User-agent: Bot# This is not a valid comment as it is not separated with an interval after the User-agent. The matched User-Agent will be "Bot#" and not "Bot".


The robots.txt file should be in UTF-8 encoding. The Robots Exclusion Protocol requires crawlers to parse robots.txt files of at least 500 KiB. Since Google have set their bots to not crawl robots.txt files bigger than 500 KiB, you should try to keep the size of your robots.txt file below that size.

What is the default content of the robots.txt file?

The content of the robots.txt file will depend on your website and the applications/scripts you are using on it. By default, all User-Agents are allowed to access all pages of your website unless there is a custom robots.txt file with other instructions.

Joomla

You can find the default content of the robots.txt for Joomla in its official documentation. It looks like this:

User-agent: *
Disallow: /administrator/
Disallow: /api/
Disallow: /bin/
Disallow: /cache/
Disallow: /cli/
Disallow: /components/
Disallow: /includes/
Disallow: /installation/
Disallow: /language/
Disallow: /layouts/
Disallow: /libraries/
Disallow: /logs/
Disallow: /modules/
Disallow: /plugins/
Disallow: /tmp/


WordPress

The default WordPress robots.txt file has the following content:

User-agent: *
Disallow: /wp-admin/
Allow: /wp-admin/admin-ajax.php

Sitemap: https://YOUR_DOMAIN.com/wp-sitemap.xml


Examples

You can find sample uses of robots.txt files listed below:

How to inform robots they can fully access your website?
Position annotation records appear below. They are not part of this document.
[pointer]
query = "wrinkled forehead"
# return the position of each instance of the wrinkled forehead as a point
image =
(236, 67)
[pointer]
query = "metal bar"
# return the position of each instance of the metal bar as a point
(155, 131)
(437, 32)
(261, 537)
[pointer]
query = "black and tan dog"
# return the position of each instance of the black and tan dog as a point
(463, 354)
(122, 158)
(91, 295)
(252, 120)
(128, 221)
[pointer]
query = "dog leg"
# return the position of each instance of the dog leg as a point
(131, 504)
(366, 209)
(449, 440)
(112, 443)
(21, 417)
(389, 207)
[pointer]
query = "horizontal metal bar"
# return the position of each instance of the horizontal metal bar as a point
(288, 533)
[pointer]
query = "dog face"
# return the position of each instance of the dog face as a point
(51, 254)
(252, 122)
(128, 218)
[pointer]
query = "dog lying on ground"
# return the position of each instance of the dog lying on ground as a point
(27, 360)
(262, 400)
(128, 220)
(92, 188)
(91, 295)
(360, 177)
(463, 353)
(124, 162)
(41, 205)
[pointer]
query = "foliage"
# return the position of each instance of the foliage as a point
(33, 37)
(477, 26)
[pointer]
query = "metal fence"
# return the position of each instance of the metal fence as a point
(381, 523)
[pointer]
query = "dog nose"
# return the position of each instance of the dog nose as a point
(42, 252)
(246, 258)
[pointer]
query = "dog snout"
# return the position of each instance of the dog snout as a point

If there is no robots.txt file available for your website, the default rule for your website will be to allow all User-Agents to access all pages of your domain:

User-Agent: *
Allow: /

The same can be achieved by specifying an empty Disallow directive:

User-Agent: *
Disallow:


How to inform all robots they should not access your website?

To disallow all robots access to your website, you can use the following content in your website's robots.txt file:

User-Agent: *
Disallow: /


How to inform robots they can fully access your website except for a specific directory/file?

You can inform bots to crawl your website with the exception of a specific directory or a file using this code block in your robots.txt file:

User-agent: *
Disallow: /directory/

User-agent: *
Disallow: /directory/file.html


How to allow full access to your website to all robots except for a specific one?

If you would like to allow all robots except just one to crawl your website, you can use this code block in your website's robots.txt file:


User-agent: NotAllowedBot
Disallow: /

Make sure you replace the NotAllowedBot string with the name of the actual bot you want the rule to apply for.

How to allow full access to your website only to a single robot?

To instruct all bots but one to not crawl the website, use this code block:

User-agent: AllowedBot
Allow: /

User-agent: *
Disallow: /

Make sure you replace the AllowedBot string with the name of the actual bot you want the rule to apply for.

How to disallow robots from accessing specific file types?

Adding the following code block to your robots.txt file will instruct compliant robots to not crawl .pdf files:

User-agent: *
Disallow: /*.pdf$


How to disallow robots from accessing URLs with a dollar sign?

The $ (dollar sign) character has a special meaning in robots.txt files - it defines the end of a matching value in the Allow/Disallow directive. To add a rule that takes effect for URLs that contain the $ character, you can use the following pattern in the Allow/Disallow directive:

User-agent: *
Disallow: /*$*

If you add the value without the ending wildcard character:

User-agent: *
Disallow: /*$

all bots will be prevented from accessing the full website, and this could seriously affect your website's SEO ranking.